Although the museum and shop closed more than a year ago, the center continues to offer educational programs to schoolchildren, hikes and other activities, including sleepovers and birthday parties on the site, just above Kepaniwai Park, officials said Wednesday.
“We just weren’t able to keep it open,” said Pauline Kawamata, the center’s volunteer program manager in a phone call from Oahu, where the center’s main offices are located.
The museum and gift shop closed in January 2012 because “the visitors weren’t coming,” Kawamata said.
As a small nonprofit, she said that it “just had to downsize.” The center in Iao Valley had been operating seven days a week, but today it only has part-time workers, another effect of the tight financial times, she added.
According to its website, the Hawai’i Nature Center, which has locations on Oahu and Maui, depends on program fees and contributions from the public, corporations, foundations and occasionally the state. The center has a membership program where funds received support children’s programs; members receive a newsletter and advance notices and discounts on activities such as hikes, classes and nature adventures, the website said.

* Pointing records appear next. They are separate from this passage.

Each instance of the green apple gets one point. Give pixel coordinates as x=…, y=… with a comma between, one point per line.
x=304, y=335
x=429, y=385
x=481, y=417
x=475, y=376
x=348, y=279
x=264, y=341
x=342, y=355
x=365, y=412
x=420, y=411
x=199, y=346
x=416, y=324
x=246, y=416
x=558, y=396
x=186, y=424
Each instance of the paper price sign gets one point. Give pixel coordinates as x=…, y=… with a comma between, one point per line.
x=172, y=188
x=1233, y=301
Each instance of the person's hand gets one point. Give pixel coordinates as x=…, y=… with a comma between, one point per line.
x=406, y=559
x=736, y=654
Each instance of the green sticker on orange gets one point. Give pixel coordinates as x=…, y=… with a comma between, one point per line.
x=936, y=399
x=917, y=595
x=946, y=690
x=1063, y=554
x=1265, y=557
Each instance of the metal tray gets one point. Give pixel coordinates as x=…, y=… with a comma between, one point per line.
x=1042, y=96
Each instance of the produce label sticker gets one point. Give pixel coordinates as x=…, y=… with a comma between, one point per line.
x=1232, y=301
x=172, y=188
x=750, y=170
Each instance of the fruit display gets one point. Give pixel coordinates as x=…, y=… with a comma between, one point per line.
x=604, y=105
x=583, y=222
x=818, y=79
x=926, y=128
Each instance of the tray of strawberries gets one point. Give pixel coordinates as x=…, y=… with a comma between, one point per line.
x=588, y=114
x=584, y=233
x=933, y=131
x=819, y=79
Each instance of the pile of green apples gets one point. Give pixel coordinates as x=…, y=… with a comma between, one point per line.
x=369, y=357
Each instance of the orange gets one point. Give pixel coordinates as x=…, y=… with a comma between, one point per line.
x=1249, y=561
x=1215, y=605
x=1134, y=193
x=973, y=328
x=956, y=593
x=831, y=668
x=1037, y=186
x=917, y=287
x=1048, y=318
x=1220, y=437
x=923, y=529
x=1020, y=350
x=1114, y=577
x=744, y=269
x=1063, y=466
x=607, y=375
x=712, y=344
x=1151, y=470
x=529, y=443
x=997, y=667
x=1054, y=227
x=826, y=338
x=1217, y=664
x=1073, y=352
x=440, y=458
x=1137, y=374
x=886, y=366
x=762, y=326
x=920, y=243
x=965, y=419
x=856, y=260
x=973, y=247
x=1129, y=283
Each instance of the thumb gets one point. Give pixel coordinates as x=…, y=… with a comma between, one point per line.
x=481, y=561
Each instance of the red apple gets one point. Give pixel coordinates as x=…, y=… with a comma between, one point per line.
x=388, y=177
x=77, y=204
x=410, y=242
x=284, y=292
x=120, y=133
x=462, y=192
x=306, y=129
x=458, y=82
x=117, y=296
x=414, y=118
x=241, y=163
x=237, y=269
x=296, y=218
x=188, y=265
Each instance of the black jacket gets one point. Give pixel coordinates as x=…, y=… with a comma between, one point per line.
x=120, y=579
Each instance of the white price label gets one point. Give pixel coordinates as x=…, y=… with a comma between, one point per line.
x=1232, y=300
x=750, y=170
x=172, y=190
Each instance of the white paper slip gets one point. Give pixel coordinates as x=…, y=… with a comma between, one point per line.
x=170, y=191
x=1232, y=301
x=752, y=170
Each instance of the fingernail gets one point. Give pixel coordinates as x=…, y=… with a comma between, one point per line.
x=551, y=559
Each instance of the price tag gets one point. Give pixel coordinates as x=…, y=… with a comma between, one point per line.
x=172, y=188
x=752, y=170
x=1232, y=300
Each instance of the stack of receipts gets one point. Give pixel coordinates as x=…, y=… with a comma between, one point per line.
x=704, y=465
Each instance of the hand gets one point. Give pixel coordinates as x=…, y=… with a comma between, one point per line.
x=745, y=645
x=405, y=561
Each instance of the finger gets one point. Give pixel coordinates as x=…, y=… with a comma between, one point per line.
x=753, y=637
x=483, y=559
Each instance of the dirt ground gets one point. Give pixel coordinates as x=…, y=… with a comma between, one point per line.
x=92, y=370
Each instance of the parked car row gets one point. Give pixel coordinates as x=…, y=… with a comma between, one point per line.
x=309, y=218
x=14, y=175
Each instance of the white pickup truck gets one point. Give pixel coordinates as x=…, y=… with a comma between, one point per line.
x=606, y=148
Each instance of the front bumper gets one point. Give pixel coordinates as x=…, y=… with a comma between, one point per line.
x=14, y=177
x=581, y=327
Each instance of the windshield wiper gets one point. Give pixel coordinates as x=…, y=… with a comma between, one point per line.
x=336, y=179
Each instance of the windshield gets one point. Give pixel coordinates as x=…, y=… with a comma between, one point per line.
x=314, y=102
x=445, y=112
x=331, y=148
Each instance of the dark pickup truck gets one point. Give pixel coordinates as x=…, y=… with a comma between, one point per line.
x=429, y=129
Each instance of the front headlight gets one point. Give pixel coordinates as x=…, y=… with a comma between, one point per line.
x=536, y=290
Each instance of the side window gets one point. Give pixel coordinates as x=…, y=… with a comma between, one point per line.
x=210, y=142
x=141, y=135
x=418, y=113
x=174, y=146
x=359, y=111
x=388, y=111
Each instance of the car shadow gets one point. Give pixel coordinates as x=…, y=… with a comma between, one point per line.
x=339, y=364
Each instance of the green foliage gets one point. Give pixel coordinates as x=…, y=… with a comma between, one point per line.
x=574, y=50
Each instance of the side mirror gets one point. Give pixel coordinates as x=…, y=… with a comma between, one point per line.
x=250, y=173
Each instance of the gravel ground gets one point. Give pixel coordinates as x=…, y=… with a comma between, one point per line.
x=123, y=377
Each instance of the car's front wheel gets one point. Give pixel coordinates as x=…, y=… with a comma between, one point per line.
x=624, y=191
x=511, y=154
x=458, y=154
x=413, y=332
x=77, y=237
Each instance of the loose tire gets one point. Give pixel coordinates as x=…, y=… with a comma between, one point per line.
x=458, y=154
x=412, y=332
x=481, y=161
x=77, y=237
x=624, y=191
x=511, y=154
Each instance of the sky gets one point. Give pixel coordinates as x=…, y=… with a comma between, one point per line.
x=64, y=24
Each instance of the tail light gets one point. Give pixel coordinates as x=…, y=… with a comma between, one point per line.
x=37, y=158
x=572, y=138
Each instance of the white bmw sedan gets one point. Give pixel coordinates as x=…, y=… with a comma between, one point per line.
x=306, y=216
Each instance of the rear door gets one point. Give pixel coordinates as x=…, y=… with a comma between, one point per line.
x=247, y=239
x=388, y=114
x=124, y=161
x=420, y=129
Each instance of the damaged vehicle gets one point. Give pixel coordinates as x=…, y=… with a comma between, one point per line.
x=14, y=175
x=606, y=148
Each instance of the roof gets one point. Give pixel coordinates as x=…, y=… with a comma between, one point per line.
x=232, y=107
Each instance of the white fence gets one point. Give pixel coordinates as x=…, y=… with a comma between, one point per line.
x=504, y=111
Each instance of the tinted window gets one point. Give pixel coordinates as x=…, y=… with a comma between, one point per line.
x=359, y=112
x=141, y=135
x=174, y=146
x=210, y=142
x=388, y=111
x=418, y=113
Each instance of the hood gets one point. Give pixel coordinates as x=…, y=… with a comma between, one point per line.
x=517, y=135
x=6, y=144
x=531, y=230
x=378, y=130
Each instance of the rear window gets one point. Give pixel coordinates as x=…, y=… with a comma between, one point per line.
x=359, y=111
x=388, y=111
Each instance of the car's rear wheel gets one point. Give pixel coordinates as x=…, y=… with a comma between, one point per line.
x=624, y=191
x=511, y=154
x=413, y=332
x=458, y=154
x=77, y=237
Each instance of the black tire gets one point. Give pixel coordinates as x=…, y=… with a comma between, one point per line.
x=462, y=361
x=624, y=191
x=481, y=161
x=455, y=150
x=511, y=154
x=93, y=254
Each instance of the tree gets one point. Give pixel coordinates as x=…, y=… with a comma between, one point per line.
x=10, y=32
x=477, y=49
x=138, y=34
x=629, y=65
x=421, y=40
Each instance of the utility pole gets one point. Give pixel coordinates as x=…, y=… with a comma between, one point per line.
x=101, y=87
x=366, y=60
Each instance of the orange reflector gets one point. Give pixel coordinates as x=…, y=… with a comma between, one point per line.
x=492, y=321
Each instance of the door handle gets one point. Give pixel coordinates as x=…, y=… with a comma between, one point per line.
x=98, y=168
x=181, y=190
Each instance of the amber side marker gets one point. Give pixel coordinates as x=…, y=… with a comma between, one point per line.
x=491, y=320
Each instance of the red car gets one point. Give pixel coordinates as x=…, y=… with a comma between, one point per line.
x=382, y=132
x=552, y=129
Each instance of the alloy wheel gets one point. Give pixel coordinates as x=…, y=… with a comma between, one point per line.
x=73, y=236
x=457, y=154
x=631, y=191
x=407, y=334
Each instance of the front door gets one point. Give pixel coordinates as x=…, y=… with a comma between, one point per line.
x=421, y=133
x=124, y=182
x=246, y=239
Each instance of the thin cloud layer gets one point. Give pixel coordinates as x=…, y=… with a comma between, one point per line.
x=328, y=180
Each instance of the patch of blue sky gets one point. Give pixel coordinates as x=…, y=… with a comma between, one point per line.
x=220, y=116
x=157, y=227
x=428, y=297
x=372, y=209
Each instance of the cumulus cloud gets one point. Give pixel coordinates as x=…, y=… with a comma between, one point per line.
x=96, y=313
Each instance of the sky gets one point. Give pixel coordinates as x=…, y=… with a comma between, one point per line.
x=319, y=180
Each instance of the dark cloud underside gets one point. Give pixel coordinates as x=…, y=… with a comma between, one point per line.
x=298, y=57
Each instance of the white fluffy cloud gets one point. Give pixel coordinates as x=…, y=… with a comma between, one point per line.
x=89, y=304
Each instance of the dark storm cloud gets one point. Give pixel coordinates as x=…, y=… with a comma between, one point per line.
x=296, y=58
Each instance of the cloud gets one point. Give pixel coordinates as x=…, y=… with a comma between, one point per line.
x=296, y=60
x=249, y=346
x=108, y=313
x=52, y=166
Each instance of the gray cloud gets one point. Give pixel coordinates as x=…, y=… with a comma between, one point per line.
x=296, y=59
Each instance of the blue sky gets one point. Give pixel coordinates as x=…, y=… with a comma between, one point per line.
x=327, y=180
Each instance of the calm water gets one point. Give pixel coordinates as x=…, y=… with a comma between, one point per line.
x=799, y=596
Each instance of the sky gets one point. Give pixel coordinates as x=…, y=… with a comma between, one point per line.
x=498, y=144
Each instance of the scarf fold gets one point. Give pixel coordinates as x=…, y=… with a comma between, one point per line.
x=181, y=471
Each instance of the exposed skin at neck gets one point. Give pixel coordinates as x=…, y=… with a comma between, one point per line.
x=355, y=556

Nature center officials estimated that the museum and gift shop on Maui had been open since at least the mid-’90s.
Asked if the facilities could reopen if money were found, Kawamata said probably not in the near future because the organization would rather put its funds into its education programs, which are thriving. Education Program Manager Jamie Nakama said sometimes schoolchildren are at the center participating in programs five days a week.
“We are really going strong with our education programs,” she added.
The programs are geared toward preschool to 6th-grade students, although the center has some speciality programs for middle- and high-schoolers, she said. There also are service learning activities where students go out and maintain Native Hawaiian plants.
The center runs a wetland program for students at Kealia Pond in Kihei, she added.
For the general public, hikes led by the center officials may be arranged.